Background
Nuno Gonçalves was born around 1420 in Portugal.
Nuno Gonçalves was born around 1420 in Portugal.
Apparently, Gonçalves was appointed court painter to the Portuguese king Afonso V in 1450. Records also indicate that he received payment for painting an altarpiece for the Palácio Real in Sintra in 1470 and that he was appointed the official painter for the city of Lisbon (Pintor das Obras da Cidade) in 1471. Other than this information, very little is known about his life and the extent of his work.

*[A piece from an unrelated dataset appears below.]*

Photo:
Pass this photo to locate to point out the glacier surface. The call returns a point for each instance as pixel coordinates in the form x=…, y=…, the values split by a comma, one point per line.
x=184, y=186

His polyptych for São Vicente consisted of six panels, two large and four narrow ones, dominated by the figure of St. Vincent. In the large "Panel of the Infante" the saint was shown being venerated by a group of notables, among them Afonso V. In the other large panel, the "Panel of the Archbishop", he was surrounded by clergy and knights. This remarkable portrait gallery of figures grouped in a medieval composition is a meditation on the pilgrimage of the souls of Christians on a voyage of discovery around their patron saint.

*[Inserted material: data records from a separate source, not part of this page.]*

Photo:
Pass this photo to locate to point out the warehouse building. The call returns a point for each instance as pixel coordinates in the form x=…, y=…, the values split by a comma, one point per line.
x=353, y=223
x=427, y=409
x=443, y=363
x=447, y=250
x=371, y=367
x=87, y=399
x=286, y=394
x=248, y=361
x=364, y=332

Scholars have suggested that a panel in Évora, Portugal, depicting two scenes, "Adoration of the Magi" and "Two Franciscan Saints", could be the work of Gonçalves, but there is no proof of this beyond stylistic similarities. Gonçalves’s work was that of a master who showed some debts to Italian and Flemish art but who also revealed his own remarkable gifts — an economy of line, brilliant handling, superb characterization, and a mastery of composition, all united and all subordinated to the religious vision of the work.
Francisco de Hallanda, in his "Dialogues on Ancient Painting", done in 1548, referred to him as one of the “Eagles” — one of the 15th-century masters — but his name and work were lost to history. His altarpiece for the cathedral of Lisbon was destroyed in the earthquake of 1755, and his other altarpiece on the subject of São Vicente, the patron saint of Lisbon and of the royal house of Portugal, disappeared until 1882 when it was discovered in the convent of São Vicente. It was not until 1931 when this masterpiece was displayed in Paris, that Gonçalves began to receive the international recognition. The artist died around 1490 in Portugal.